Kondisi yang sama juga dijumpai di BRI Syariah. Supervisor Gadai, Zulkey menyatakan transaksi gadai emas beserta produk turunannya dihentikan sementara. "Kuota dari BI di bank kami sudah habis. Kami tidak boleh melangkahi ketentuan BI yang mengharamkan pemberian biaya di gadai emas lebih melebihi 10% dari total pembiayaan yang diberikan bank. Nanti segera kami informasikan," janjinya kepada Kontan.

Padahal dalam neraca dan laporan keuangan, gadai emas di BRIS tak bermasalah. Ventje Rahardjo, Direktur Utama BRI Syariah membeberkan, non performing financing (NPF) gadai emas dan  Kepemilikan Logam Mulia (KLM) di level 0%. Per Juli 2011, nilai gadai emas BRIS Rp 1 triliun, naik 28,8% dibandingkan bulan sebelumnya sebesar Rp 776 miliar. Sedangkan outstanding kepemilikan logam mulia mencapai Rp 40 miliar, tumbuh 42% dari posisi Juni.

Paham betul mengenai risiko gadai, selain menerapkan SOP itu, BRIS juga menyiapkan bantalan lain, yakni mencadangkan risiko sebesar 30% dari harga emas di pasar. Ini untuk mengantisipasi jika sewaktu-waktu harga komoditas itu terkoreksi tajam dan memukul bisnis ini. Ventje menegaskan, pola berkebun emas tidak pernah terjadi di bank yang ia pimpin. Selama ini, BRI Syariah hanya memanfaatkan seminar kebun emas untuk memasarkan produk ke masyarakat.

Catatan saja, anak usaha BRI ini termasuk paling getol memasarkan pembiayaan emas. Manajemen bahkan pernah menyewa investor yang sukses berkebun emas untuk ikut mengedukasi masyarakat.

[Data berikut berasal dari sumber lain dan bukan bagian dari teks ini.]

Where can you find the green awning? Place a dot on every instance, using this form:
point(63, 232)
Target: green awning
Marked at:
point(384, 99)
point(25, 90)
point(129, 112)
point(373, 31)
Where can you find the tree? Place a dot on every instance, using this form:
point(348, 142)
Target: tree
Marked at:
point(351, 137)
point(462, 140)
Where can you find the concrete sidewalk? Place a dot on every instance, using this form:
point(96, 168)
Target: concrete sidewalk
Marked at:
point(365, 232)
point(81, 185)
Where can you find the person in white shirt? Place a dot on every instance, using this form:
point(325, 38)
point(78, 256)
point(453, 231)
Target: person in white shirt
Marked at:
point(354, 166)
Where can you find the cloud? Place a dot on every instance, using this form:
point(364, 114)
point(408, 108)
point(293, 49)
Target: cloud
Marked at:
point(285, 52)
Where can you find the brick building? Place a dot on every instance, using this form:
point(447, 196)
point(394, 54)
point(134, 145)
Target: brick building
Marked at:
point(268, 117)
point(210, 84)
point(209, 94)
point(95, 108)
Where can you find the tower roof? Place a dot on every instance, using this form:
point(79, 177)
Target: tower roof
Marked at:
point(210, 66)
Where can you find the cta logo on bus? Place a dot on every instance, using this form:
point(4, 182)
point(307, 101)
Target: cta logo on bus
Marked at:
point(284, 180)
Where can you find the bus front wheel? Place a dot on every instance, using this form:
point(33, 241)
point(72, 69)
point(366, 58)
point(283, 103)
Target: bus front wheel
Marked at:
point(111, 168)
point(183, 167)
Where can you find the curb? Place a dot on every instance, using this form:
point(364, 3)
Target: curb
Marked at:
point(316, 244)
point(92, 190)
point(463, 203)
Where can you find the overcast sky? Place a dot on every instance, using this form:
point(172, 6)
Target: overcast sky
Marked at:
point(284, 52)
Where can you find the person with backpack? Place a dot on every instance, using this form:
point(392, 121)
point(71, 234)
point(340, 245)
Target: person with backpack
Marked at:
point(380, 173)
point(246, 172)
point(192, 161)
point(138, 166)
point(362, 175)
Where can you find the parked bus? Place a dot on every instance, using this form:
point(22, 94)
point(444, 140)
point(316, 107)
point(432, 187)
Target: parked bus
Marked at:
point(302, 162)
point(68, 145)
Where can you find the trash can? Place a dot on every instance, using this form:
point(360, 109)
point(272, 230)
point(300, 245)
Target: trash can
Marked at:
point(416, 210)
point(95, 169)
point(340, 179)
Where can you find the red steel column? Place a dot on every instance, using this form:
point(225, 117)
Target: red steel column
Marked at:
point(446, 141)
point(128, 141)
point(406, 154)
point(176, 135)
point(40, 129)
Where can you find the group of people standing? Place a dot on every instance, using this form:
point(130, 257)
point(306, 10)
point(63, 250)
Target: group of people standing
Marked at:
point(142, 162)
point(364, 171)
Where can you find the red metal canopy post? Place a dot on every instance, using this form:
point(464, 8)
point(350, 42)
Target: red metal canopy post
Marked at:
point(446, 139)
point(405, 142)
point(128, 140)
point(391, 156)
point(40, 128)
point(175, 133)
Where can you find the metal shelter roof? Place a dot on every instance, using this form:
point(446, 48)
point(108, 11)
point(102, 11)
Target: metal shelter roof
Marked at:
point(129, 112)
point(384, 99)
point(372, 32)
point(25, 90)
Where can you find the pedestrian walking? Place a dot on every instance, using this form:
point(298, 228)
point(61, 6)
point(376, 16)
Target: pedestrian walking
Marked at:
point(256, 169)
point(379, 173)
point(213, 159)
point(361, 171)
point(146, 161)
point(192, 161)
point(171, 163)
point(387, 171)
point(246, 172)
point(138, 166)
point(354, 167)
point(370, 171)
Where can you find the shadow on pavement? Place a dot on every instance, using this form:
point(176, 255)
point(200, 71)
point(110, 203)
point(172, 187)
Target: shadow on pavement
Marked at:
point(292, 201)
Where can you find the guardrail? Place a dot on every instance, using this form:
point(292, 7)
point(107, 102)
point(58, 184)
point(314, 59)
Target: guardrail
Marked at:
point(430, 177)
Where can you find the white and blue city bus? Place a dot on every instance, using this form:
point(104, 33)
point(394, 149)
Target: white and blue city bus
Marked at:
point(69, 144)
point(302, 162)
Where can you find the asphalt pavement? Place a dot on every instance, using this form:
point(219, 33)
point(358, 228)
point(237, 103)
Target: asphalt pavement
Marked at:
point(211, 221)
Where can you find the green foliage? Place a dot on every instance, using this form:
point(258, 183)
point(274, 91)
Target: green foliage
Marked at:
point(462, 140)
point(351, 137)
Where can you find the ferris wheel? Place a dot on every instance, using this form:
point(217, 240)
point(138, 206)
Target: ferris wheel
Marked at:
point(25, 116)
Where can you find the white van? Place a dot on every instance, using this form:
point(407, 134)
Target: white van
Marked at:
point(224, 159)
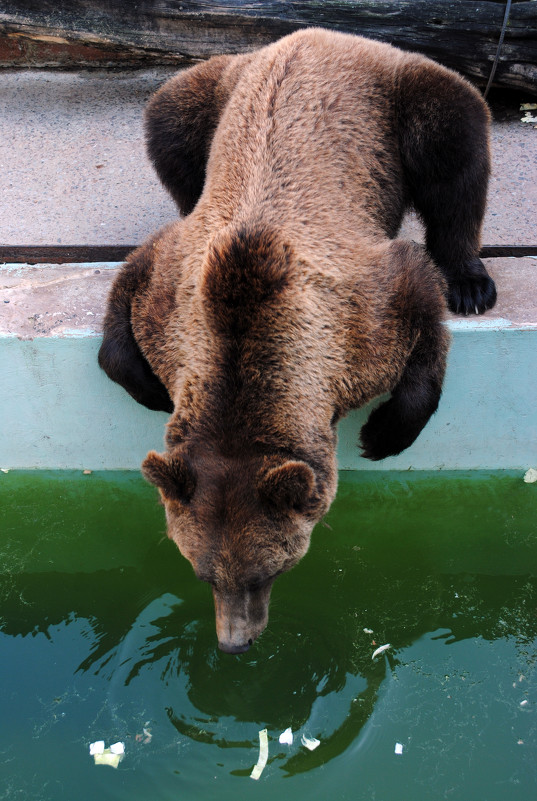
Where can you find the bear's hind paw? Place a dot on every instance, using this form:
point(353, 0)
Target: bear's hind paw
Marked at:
point(474, 292)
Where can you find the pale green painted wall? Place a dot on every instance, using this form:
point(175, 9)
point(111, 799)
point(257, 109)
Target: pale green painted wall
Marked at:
point(58, 410)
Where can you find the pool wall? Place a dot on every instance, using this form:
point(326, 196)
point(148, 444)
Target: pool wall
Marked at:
point(58, 410)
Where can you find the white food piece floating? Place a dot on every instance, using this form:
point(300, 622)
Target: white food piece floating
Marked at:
point(263, 755)
point(530, 476)
point(286, 737)
point(381, 650)
point(310, 742)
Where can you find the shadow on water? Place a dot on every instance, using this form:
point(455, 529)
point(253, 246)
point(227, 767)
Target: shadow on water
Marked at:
point(402, 557)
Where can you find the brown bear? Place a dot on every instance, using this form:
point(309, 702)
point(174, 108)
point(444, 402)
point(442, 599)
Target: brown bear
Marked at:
point(282, 299)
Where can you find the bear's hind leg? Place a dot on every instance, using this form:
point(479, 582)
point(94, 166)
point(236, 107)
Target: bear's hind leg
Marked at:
point(180, 121)
point(443, 135)
point(419, 305)
point(120, 355)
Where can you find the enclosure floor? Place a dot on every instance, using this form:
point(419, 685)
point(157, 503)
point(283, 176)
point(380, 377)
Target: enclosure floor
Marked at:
point(74, 169)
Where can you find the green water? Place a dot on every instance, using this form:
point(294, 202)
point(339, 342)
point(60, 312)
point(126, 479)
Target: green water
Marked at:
point(104, 631)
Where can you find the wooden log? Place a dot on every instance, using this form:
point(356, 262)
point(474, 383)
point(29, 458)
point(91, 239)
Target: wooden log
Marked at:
point(461, 34)
point(78, 254)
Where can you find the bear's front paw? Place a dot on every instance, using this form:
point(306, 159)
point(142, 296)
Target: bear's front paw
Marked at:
point(473, 292)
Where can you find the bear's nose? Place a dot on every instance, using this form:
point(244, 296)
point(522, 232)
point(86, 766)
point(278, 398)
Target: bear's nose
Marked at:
point(233, 648)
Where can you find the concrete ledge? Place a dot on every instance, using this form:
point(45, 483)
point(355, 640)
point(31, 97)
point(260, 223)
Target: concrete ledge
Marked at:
point(58, 410)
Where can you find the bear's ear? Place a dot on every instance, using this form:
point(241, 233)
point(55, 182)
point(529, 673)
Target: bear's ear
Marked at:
point(289, 486)
point(173, 474)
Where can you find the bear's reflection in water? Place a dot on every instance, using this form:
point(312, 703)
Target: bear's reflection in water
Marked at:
point(312, 668)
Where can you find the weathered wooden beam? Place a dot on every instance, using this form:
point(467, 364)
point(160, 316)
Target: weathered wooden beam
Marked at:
point(78, 254)
point(463, 34)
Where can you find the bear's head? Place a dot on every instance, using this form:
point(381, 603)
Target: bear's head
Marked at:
point(240, 522)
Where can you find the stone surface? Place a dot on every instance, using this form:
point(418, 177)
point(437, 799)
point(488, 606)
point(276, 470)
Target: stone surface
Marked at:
point(74, 169)
point(70, 299)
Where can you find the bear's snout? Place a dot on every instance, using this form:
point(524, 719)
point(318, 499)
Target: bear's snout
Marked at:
point(240, 617)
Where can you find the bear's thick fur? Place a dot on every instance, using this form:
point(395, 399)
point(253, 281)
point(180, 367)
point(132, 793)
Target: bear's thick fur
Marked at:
point(282, 299)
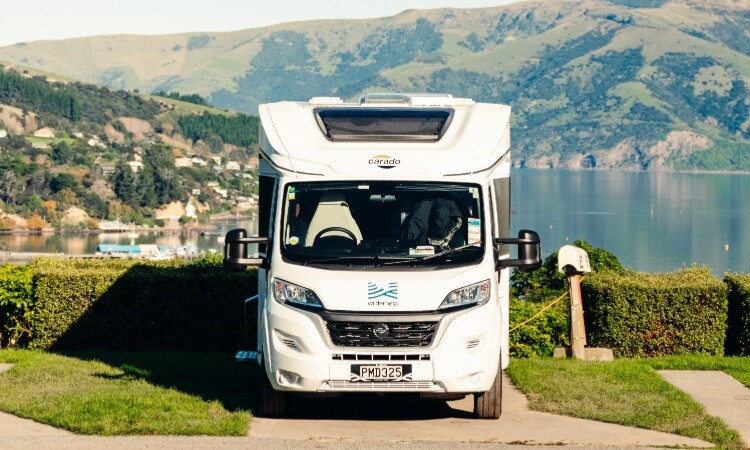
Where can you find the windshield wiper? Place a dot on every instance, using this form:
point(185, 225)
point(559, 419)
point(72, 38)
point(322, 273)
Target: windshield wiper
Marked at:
point(343, 259)
point(442, 254)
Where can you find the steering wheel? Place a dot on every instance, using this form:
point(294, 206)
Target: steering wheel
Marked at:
point(348, 234)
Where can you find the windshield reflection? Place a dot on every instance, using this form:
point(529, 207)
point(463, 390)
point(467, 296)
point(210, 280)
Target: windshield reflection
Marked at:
point(381, 223)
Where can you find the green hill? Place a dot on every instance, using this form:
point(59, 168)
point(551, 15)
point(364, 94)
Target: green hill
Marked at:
point(624, 84)
point(113, 154)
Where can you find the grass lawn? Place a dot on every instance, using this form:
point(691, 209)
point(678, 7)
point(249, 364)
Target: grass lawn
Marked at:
point(130, 393)
point(627, 392)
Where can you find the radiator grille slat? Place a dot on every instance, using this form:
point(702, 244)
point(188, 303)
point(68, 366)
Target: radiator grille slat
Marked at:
point(400, 334)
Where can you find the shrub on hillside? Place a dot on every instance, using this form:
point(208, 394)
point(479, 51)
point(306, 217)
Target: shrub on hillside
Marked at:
point(542, 335)
point(16, 293)
point(642, 315)
point(738, 325)
point(138, 305)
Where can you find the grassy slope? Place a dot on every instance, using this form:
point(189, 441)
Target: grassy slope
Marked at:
point(130, 393)
point(627, 392)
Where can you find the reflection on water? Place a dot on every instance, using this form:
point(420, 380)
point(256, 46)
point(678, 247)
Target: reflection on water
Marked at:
point(85, 244)
point(653, 222)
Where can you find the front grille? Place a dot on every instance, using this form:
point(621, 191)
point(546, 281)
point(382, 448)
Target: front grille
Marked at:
point(400, 334)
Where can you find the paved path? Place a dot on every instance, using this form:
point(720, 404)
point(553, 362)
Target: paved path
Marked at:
point(342, 423)
point(453, 424)
point(722, 396)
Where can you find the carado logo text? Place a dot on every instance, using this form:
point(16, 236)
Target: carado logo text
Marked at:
point(384, 161)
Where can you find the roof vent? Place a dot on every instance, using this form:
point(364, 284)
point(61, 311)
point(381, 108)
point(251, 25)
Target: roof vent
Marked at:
point(326, 101)
point(383, 123)
point(408, 99)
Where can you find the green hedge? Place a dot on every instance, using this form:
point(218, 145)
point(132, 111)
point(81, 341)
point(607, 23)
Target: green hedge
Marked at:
point(738, 324)
point(540, 336)
point(138, 305)
point(642, 315)
point(16, 290)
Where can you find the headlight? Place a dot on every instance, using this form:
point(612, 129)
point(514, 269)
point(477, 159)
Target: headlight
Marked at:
point(286, 292)
point(475, 294)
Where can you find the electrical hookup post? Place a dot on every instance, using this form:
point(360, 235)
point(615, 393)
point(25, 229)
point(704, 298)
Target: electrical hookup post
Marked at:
point(574, 262)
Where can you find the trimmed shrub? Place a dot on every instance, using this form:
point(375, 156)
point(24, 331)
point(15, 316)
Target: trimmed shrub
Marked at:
point(139, 305)
point(543, 334)
point(738, 323)
point(16, 295)
point(643, 315)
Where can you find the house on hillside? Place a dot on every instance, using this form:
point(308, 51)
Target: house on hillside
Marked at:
point(190, 210)
point(107, 168)
point(44, 133)
point(183, 162)
point(199, 161)
point(135, 166)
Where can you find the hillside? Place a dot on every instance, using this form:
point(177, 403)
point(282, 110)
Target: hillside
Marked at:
point(624, 84)
point(74, 154)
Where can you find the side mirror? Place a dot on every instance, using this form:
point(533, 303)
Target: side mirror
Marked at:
point(574, 259)
point(235, 250)
point(529, 251)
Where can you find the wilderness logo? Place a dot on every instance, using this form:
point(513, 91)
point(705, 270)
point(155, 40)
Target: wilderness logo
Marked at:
point(386, 295)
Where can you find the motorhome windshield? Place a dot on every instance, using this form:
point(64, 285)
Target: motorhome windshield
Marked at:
point(382, 223)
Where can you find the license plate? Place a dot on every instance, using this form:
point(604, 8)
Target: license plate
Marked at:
point(380, 372)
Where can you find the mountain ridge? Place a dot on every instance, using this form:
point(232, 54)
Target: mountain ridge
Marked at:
point(625, 85)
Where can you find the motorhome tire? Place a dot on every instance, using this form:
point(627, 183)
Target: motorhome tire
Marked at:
point(489, 405)
point(274, 403)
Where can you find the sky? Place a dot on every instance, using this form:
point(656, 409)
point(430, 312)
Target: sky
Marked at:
point(31, 20)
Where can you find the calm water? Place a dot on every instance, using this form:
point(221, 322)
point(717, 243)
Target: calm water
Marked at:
point(82, 244)
point(653, 222)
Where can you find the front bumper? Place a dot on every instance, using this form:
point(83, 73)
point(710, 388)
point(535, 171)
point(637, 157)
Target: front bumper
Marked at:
point(461, 358)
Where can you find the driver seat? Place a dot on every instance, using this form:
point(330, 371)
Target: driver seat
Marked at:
point(332, 211)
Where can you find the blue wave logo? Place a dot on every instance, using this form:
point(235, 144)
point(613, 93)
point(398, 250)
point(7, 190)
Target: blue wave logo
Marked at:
point(374, 291)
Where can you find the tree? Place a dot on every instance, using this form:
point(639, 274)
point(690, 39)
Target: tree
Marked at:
point(64, 181)
point(50, 209)
point(125, 184)
point(67, 197)
point(35, 222)
point(11, 186)
point(62, 153)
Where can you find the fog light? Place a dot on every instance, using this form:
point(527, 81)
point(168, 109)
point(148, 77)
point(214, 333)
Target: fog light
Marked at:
point(288, 378)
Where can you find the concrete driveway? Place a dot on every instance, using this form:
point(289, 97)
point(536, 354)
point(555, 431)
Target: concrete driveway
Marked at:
point(375, 423)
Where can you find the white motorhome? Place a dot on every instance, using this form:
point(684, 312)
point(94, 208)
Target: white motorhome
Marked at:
point(384, 248)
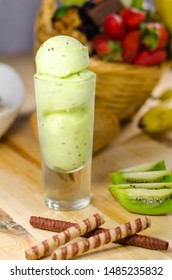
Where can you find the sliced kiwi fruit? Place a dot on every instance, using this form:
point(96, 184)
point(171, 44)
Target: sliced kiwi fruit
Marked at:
point(141, 177)
point(151, 186)
point(150, 166)
point(144, 201)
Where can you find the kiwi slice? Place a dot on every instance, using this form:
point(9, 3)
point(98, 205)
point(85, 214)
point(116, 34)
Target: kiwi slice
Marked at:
point(144, 201)
point(149, 166)
point(151, 186)
point(141, 177)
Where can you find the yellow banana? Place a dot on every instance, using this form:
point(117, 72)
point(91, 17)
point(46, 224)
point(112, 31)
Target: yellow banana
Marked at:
point(157, 119)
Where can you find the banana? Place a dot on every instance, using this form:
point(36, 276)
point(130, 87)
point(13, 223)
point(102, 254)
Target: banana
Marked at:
point(157, 119)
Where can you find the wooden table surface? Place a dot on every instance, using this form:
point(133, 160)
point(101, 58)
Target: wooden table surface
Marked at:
point(22, 191)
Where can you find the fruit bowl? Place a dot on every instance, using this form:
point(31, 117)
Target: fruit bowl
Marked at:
point(123, 88)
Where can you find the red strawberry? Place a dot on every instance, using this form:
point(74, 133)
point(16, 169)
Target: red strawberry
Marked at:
point(113, 26)
point(132, 17)
point(154, 35)
point(130, 45)
point(107, 48)
point(149, 58)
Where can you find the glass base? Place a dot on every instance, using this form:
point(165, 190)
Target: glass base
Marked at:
point(67, 190)
point(63, 205)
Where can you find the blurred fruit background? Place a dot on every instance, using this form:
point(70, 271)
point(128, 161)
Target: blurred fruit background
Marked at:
point(129, 42)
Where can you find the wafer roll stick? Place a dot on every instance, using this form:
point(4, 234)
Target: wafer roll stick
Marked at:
point(111, 235)
point(47, 246)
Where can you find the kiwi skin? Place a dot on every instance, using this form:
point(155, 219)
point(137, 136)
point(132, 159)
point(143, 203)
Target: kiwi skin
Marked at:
point(147, 202)
point(141, 177)
point(149, 166)
point(151, 186)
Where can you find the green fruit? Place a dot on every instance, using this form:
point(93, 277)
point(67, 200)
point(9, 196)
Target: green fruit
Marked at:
point(144, 201)
point(151, 186)
point(150, 166)
point(157, 119)
point(141, 177)
point(166, 94)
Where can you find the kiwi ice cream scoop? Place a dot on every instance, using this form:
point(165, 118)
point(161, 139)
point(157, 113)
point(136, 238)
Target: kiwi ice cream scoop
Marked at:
point(65, 92)
point(61, 56)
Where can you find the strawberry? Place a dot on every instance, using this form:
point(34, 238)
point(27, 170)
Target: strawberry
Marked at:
point(150, 58)
point(130, 45)
point(107, 48)
point(154, 35)
point(132, 17)
point(113, 26)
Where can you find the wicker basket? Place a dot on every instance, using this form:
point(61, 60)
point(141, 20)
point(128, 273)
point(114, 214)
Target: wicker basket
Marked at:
point(121, 89)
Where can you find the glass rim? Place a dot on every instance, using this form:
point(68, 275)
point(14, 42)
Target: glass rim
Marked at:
point(62, 80)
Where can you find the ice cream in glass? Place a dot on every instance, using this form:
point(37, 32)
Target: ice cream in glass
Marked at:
point(65, 94)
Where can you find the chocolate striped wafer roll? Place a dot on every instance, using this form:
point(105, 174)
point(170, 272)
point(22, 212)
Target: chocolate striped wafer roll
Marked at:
point(95, 241)
point(47, 246)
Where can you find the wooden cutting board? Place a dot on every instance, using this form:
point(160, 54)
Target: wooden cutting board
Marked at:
point(22, 192)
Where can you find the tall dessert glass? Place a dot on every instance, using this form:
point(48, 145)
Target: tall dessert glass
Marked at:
point(65, 114)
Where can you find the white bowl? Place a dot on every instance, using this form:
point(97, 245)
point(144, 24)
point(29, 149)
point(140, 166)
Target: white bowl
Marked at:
point(12, 95)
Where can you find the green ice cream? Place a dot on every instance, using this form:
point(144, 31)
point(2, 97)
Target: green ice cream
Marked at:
point(65, 103)
point(61, 56)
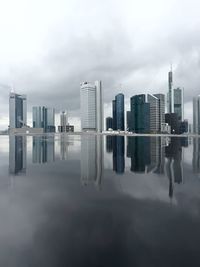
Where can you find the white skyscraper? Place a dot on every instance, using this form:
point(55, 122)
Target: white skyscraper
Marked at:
point(154, 113)
point(91, 106)
point(17, 110)
point(196, 115)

BRI Syariah sendiri mengandalkan dua produk pembiayaan berbasis emas, yakni gadai emas dan pembiayaan KLM atau membeli emas dengan mencicil. Untuk KLM, emas yang dibiayai beratnya mulai 2 gram hingga 50 gram. BRI Syariah memberikan pembiayaan hingga 85% dari harga. "Nasabah hanya perlu membayar 15% uang muka kemudian mereka bisa mencicil selama 2 tahun-3 tahun," terang Ventje.

Di BNI Syariah kondisinya tidak jauh berbeda. Menurut customer service-nya, BNI Syariah menghentikan sementara produk-produk berbasis emas karena adanya gangguan sistem internal perusahaan. Sang customer service ini hanya berjanji akan terus coba memperbaiki gangguan tersebut. Per September 2011 BNI Syariah mencatat pembiayaan gadai emas syariah Rp 680 miliar dan berkurang menjadi Rp 600 miliar di Oktober 2011.

Lain kondisi yang terjadi di Bank CIMB Niaga Syariah, yang hingga saat ini belum menghentikan produk-produk berbasis emasnya. Dengan nama iB X-Tra Emas, Unit Usaha Syariah (UUS) PT Bank CIMB Niaga Tbk (BNGA) ini berhasil kebanjiran permintaan.

"Kami bersyukur kinerja pembiayaan iB X-Tra Emas CIMB Niaga Syariah terus mengalami peningkatan," ujar Head of Syariah Banking CIMB Niaga, U Saefudin Noer. Berdasarkan data publikasi per September 2011, pembiayaan gadai emas disalurkan year on year (YoY) meningkat 419% dari Rp 6,03 miliar per September 2010 menjadi Rp 31,32 miliar per September 2011.

CIMB Niaga menyatakan tak khawatir dengan harga emas yang fluktuatif, selama menjalankan bisnis sesuai prinsip dan aturan.